‘Tara’ follows bizarre trend in comedies
The family comedy has undergone some transformations, thanks mostly to cable television and its restless search for buttons and/or envelopes to push.
“United States of Tara,” a new Showtime series about a woman with multiple personalities, is solidly within this new tradition of the strange, alongside the network’s “Weeds” and HBO’s “Big Love” (which returns tonight at 9).
In “Tara,” which premieres tonight at 10, Toni Collette plays an artist, wife and mother of two who by turns becomes a troublesome teenager, a proper ’50s housewife and an improper good old boy.
Her condition – it’s called “dissociative identity disorder,” revised from multiple personality disorder, as Tara herself has occasion to point out – seems to be an open secret: Teen “T” goes to the mall with her daughter as a kind of peer (but with credit cards); Alice attends a parent-teacher meeting and makes a perfect cake for a bake sale; Buck goes bowling and beats up the daughter’s mean boyfriend.
Despite the left-field premise, the show’s concerns are those of a conventional sitcom. We have seen these folks before: rebellious older daughter (Brie Larson); sensitive, precocious younger son (Keir Gilchrist); and good-natured husband (John Corbett).

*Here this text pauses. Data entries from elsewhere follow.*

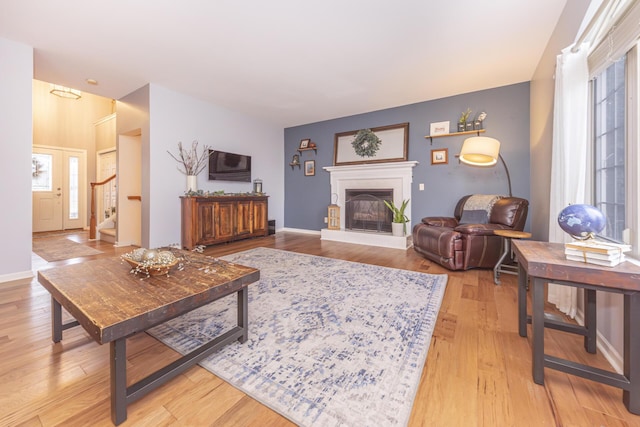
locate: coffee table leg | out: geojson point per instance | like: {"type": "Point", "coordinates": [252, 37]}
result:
{"type": "Point", "coordinates": [538, 330]}
{"type": "Point", "coordinates": [590, 321]}
{"type": "Point", "coordinates": [631, 397]}
{"type": "Point", "coordinates": [522, 301]}
{"type": "Point", "coordinates": [56, 320]}
{"type": "Point", "coordinates": [118, 350]}
{"type": "Point", "coordinates": [243, 313]}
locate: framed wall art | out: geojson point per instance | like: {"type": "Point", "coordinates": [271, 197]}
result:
{"type": "Point", "coordinates": [392, 147]}
{"type": "Point", "coordinates": [439, 128]}
{"type": "Point", "coordinates": [304, 143]}
{"type": "Point", "coordinates": [440, 156]}
{"type": "Point", "coordinates": [309, 167]}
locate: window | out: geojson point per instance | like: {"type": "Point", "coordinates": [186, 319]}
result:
{"type": "Point", "coordinates": [609, 147]}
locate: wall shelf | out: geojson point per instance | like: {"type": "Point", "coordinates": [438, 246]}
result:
{"type": "Point", "coordinates": [467, 132]}
{"type": "Point", "coordinates": [315, 150]}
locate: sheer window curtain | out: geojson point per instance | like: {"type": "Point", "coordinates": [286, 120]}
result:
{"type": "Point", "coordinates": [570, 154]}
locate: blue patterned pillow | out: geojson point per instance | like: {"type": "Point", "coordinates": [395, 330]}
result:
{"type": "Point", "coordinates": [473, 217]}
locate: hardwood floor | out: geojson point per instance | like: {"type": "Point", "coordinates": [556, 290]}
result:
{"type": "Point", "coordinates": [477, 373]}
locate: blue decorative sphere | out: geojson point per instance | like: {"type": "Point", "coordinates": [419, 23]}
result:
{"type": "Point", "coordinates": [581, 221]}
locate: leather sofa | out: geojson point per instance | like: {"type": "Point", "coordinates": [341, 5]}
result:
{"type": "Point", "coordinates": [459, 244]}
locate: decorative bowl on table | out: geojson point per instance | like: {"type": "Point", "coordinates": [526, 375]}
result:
{"type": "Point", "coordinates": [150, 262]}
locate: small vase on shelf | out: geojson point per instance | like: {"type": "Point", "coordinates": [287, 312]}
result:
{"type": "Point", "coordinates": [192, 183]}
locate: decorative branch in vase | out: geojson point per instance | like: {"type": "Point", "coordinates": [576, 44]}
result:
{"type": "Point", "coordinates": [192, 163]}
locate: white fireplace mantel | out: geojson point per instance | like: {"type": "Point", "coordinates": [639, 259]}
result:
{"type": "Point", "coordinates": [395, 175]}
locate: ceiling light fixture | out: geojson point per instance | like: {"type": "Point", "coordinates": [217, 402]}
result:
{"type": "Point", "coordinates": [65, 92]}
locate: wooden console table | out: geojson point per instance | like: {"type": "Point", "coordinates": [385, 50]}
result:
{"type": "Point", "coordinates": [208, 220]}
{"type": "Point", "coordinates": [542, 262]}
{"type": "Point", "coordinates": [112, 304]}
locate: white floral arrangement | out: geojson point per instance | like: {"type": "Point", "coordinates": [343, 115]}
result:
{"type": "Point", "coordinates": [150, 262]}
{"type": "Point", "coordinates": [192, 163]}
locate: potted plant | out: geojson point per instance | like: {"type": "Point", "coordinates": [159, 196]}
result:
{"type": "Point", "coordinates": [399, 220]}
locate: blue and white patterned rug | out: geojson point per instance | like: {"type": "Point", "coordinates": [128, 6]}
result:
{"type": "Point", "coordinates": [330, 343]}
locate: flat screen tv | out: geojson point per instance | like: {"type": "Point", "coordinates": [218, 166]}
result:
{"type": "Point", "coordinates": [229, 166]}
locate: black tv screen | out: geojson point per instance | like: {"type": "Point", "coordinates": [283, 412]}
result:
{"type": "Point", "coordinates": [229, 166]}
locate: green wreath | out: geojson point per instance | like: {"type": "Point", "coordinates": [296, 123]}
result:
{"type": "Point", "coordinates": [366, 143]}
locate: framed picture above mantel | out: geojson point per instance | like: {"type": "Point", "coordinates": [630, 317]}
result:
{"type": "Point", "coordinates": [393, 142]}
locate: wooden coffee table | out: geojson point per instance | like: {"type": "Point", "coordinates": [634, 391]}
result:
{"type": "Point", "coordinates": [111, 304]}
{"type": "Point", "coordinates": [542, 263]}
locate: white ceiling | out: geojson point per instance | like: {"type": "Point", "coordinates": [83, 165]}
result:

Series developer Diablo Cody (“Juno”) says she has done her homework on what is a controversial subject. She does include a skeptical voice – not every authority supports DID as an actual disease – but she puts it in the mouth of Tara’s sister (Rosemarie DeWitt), who is herself troubled.
The idea is that by going off her medications and letting the “alters” come out to play, Tara will be able to bring to light the suppressed memory of whatever trauma caused the fracture.
While their presence may provide novel dilemmas for her family – as when husband Max has to rebuff the sexual advances of Tara’s other selves not to cheat on her – Collette, and the show, is always most interesting when she’s just Tara. That is, the person with layers.